A group of religious leaders have roped in former president Jacob Zuma to lead a prayer campaign “against crime as an enemy of the economy” and to help improve race relations between black and Indian people in the province.
Zuma is the only person who can help bridge the gap between Indian and black people in KwaZulu-Natal, the National Interfaith Council of South Africa (Nicsa) said.
The former president who was forced to resign in February will be leading the mission and will be joined by leaders from Rastafari, Hindi, Shembe and Khoisan religious groupings, among others, to pray against crime. Some of these religious leaders have shared the stage with Zuma as he appeared in the KwaZulu-Natal High Court on corruption charges.
A planned campaign tour is expected to have two stops: the first on July 7 and focusing on communities around Chartsworth, Isipingo, Wentworth and Umlazi. The second stop, which takes place the following week, will target Phoenix, Verulam, Tongaat, Inanda and KwaMashu.

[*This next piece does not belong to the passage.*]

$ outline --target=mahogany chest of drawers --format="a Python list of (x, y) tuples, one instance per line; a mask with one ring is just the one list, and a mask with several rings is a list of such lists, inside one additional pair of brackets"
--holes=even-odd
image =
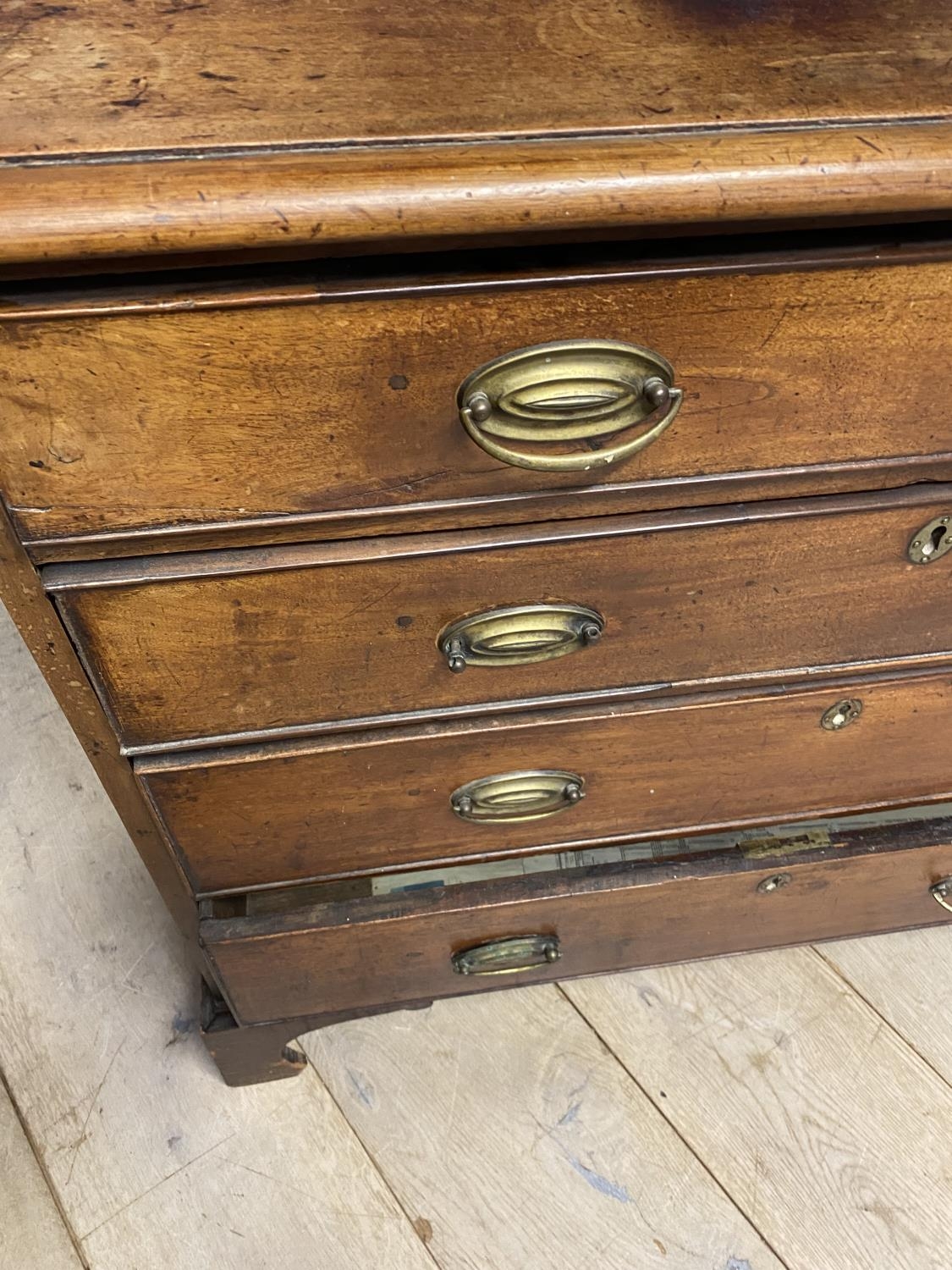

In a poster distributed widely, Nicsa calls on residents to join the “road show for nation building [in] prayer against crime and crime as an enemy of the economy”.
Nicsa provincial secretary Bishop Timothy Ngcobo told News24 the council had approached Zuma because of his “great knowledge” of the Indian community.
“Mr Zuma is a person who knows the background of Indians, coloureds and the black people. We need that history because we see that the Indian community is like an island now,” said Ngcobo.
He said the council approached the former leader hoping he could use his free time to help their cause.
There has been on ongoing debate in the country over race relations between black people and Indians following comments by EFF leaders, with party leader Julius Malema insisting that most Indians are racist.
Ngcobo said the religious council had asked for Zuma’s assistance because “he is a person with plenty of time and is available”.
“Mr Zuma can catch the hearts of all these races. He is someone with experience. He has experience with Mahatma Gandhi and people of many backgrounds,” explained Ngcobo.
Zuma has been accused by some within his party, the ANC, of using religious leaders in an attempt to start a breakaway party ahead of the 2019 elections. He has denied the claims, saying he would never leave the 106-year-old liberation movement.
Ngcobo said those who believed their campaign had to do with a plot to form a splinter party were confusing it with the support Zuma has received from religious leaders, some politicians and ordinary people when he goes to court for his corruption charges.
“Mr Zuma never asked anybody to support him,” said Ngcobo.
Another church leader, Bishop Bernard Coopasamy, said it was important to highlight that the Indian community was also affected by crime in KwaZulu-Natal, which he said was regarded as “little India”.
“There has been a lot of crime happening here, which has gone unnoticed by the government, therefore we are starting the roadshow where different faiths can come together and pray.”